The analysis you can execute
An autonomy / voice pulse on the survey orchestrator (SDT items + voice/idea-flow), feeding CAMS-Motivation (the activation/motivation read), with idea-flow analytics on open-ended input — through the data-anonymizer min-N gate, always, because this is exactly the data that becomes surveillance without a privacy floor. Mostly composition over existing spokes.
The AI-era turn
Use AI to amplify voice — surface what people are saying, find the ideas buried in the long tail of comments — and gate it hard: min-N, disclosed, employee-controlled. The line is Chapter 2's: analysis people can see and opt into is listening; analysis they can't is monitoring with a nicer dashboard. Autonomy and voice are the freedoms; the privacy floor is what keeps "we're listening" from becoming "we're watching."
What to do Monday
- Run an SDT-grounded autonomy + competence pulse — measure both, and read the gap (free-but-lost vs capable-but-constrained need opposite fixes).

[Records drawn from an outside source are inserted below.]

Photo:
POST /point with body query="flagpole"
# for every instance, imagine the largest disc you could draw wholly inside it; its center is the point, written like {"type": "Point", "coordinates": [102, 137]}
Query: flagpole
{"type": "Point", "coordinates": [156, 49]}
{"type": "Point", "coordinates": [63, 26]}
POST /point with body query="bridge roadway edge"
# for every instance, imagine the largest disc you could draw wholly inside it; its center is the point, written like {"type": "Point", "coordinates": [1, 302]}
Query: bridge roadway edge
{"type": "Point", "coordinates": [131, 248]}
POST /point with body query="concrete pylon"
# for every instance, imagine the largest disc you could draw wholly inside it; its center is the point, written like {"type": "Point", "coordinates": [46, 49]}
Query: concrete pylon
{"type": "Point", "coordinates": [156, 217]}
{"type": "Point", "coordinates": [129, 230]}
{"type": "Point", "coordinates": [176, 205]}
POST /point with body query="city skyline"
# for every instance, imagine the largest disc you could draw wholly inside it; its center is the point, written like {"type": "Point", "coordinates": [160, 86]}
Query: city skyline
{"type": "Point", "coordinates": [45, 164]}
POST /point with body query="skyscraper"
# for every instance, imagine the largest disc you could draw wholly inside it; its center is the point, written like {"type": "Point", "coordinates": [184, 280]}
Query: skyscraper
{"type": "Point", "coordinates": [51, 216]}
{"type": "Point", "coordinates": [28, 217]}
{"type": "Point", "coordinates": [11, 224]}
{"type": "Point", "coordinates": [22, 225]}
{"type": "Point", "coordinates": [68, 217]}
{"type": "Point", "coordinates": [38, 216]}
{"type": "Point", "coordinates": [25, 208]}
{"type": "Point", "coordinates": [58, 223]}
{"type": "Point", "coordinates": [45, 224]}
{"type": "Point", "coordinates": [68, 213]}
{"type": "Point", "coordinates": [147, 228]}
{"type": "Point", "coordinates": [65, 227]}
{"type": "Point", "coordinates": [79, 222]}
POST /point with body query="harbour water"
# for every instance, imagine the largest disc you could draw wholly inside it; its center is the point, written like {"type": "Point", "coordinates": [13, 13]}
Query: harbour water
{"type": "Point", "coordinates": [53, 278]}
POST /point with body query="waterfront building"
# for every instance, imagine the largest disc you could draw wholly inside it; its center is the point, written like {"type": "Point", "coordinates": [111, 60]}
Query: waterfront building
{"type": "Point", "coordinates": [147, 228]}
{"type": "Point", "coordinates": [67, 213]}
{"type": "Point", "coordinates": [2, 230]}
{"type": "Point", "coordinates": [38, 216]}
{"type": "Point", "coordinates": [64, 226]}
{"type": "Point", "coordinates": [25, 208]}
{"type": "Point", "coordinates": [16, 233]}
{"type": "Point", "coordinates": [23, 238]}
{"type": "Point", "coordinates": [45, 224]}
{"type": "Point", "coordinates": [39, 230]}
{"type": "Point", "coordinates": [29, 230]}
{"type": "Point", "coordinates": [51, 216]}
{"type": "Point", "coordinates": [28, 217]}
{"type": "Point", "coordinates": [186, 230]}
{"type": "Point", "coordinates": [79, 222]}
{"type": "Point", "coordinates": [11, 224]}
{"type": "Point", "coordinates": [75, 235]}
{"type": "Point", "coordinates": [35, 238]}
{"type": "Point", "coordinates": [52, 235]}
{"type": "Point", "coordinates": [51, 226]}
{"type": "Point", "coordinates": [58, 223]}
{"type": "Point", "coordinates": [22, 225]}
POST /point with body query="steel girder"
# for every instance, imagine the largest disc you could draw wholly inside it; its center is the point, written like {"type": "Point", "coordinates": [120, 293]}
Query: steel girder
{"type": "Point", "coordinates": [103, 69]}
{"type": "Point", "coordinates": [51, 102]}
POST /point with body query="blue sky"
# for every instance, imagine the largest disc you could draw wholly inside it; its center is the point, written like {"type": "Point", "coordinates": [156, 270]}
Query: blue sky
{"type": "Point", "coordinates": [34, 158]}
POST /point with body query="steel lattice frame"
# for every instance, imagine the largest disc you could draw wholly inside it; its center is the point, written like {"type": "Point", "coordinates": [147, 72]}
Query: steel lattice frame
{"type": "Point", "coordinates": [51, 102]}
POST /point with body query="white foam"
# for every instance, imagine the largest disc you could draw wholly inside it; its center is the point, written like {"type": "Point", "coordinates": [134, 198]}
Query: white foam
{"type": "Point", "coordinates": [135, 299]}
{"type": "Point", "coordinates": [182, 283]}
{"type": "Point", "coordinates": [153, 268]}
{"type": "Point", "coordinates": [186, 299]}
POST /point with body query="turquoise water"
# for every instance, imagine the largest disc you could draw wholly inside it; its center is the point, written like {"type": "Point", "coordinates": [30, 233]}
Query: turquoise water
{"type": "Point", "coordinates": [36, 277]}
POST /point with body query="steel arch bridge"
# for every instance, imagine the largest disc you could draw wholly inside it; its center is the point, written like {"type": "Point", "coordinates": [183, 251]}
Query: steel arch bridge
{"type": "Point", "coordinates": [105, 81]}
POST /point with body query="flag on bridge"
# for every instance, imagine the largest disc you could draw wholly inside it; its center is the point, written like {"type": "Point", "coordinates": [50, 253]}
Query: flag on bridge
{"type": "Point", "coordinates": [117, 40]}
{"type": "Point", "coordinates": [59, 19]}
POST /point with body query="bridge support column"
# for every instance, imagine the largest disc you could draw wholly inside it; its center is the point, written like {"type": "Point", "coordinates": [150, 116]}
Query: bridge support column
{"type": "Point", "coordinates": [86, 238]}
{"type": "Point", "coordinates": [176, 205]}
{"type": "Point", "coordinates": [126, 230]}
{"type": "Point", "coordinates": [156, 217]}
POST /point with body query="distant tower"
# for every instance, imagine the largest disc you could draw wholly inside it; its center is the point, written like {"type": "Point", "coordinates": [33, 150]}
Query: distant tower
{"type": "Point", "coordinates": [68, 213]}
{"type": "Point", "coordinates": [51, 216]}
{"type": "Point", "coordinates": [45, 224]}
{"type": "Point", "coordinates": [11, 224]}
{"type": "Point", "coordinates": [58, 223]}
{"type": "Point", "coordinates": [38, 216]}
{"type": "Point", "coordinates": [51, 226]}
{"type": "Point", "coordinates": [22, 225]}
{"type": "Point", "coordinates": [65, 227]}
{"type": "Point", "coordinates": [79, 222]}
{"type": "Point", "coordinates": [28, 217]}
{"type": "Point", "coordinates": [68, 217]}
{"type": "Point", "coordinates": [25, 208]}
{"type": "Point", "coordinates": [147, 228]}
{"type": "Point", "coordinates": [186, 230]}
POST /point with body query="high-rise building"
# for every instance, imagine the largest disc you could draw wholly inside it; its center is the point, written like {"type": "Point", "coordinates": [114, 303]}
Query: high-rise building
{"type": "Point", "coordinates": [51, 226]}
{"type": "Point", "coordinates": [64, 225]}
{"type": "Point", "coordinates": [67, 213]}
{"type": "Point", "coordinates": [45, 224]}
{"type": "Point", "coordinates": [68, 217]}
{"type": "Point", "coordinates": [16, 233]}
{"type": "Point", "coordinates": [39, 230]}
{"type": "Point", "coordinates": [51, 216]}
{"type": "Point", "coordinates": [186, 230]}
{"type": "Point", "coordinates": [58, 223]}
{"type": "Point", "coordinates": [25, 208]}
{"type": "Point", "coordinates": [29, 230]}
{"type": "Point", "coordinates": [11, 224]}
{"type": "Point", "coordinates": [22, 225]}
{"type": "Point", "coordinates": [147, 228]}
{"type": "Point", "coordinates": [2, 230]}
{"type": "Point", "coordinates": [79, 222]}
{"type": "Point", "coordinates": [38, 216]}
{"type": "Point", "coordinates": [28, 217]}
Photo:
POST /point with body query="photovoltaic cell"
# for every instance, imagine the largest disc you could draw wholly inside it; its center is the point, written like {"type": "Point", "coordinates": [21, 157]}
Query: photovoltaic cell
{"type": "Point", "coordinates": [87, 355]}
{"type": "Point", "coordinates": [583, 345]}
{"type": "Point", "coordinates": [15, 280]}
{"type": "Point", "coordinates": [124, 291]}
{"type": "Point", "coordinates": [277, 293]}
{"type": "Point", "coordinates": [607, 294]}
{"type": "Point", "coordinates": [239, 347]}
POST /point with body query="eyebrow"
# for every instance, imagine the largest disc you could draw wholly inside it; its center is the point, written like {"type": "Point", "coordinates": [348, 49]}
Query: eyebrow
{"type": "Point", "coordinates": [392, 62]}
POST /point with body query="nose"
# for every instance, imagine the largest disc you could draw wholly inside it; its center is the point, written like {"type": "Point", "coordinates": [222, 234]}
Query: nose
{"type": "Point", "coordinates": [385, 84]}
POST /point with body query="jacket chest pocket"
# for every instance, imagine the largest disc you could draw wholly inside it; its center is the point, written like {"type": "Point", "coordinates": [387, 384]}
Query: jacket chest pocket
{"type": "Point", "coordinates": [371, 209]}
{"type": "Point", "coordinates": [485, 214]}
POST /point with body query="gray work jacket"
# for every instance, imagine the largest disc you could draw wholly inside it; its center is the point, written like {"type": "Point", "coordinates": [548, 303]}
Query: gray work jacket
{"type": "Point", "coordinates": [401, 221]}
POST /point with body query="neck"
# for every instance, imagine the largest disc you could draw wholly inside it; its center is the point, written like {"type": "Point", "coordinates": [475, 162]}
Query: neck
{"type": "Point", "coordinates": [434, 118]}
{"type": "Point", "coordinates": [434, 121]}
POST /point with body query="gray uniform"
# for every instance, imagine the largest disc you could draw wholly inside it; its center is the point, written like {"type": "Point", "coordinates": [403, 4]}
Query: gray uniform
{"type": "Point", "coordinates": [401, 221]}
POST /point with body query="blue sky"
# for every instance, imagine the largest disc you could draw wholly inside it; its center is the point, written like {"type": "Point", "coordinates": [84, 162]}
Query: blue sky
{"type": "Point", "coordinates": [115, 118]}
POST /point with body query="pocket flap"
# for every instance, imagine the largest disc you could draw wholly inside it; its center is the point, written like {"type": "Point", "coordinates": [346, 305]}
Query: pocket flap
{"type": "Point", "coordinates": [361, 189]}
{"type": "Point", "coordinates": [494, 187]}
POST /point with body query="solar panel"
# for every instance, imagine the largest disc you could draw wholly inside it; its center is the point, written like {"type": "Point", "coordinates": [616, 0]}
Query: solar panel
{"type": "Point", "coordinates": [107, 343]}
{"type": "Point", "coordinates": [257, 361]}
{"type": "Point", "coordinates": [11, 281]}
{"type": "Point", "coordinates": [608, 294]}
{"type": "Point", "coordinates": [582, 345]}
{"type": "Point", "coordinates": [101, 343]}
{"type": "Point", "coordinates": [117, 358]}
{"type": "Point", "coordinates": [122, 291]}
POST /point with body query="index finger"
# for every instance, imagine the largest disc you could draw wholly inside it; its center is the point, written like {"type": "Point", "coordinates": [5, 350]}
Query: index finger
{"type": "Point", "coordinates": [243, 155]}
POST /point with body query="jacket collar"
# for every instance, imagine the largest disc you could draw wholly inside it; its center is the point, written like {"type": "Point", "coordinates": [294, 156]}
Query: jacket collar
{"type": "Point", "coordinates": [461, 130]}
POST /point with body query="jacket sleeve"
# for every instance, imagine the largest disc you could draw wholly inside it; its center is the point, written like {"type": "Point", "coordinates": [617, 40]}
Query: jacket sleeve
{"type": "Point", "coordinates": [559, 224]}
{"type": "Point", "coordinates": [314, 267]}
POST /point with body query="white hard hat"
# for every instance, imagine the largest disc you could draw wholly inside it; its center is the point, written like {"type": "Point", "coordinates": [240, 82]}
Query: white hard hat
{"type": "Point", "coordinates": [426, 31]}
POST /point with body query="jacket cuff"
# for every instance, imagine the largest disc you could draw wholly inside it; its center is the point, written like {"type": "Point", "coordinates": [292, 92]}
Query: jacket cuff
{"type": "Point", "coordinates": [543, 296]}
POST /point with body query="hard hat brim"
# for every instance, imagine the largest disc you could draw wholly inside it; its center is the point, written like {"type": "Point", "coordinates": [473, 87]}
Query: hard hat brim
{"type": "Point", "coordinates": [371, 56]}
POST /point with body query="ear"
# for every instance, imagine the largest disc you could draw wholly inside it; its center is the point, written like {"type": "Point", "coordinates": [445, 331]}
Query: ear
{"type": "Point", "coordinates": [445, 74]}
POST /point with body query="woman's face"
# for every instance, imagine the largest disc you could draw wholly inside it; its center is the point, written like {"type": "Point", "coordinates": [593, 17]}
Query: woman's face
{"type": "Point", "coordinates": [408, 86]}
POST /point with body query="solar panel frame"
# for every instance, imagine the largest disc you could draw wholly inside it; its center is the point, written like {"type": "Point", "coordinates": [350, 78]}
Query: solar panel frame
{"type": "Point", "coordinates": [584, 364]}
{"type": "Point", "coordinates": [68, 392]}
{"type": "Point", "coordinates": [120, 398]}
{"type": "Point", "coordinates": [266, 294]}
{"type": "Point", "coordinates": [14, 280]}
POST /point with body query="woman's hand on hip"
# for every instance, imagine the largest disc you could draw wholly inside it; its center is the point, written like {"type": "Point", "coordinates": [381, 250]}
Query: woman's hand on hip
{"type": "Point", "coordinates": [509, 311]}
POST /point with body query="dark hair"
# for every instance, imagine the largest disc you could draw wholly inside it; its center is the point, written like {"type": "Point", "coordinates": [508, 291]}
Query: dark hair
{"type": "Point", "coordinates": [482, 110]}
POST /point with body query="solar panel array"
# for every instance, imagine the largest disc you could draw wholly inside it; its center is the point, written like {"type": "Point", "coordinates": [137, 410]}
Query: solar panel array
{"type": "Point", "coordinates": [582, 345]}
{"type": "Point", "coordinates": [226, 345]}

- Audit one layer of controls. Pick the controls a team chafes at; for each, name what it buys. Remove one that can't justify itself.
- Close a voice loop visibly — take one surfaced idea, act on it, and tell people you did. Voice without visible consequence teaches silence.
- If you analyze employee voice with AI, gate it (min-N), disclose it, and let people opt out — or you've built surveillance, not listening.
Cross-refs: Ch 2 (voice = procedural justice; the listening-vs-monitoring line); Ch 10 (controlling
incentives crowd out intrinsic motivation); content/magazine/show-your-work.md (the fair-process
effect). CAMS-Motivation ties to the Triple-A activation framework.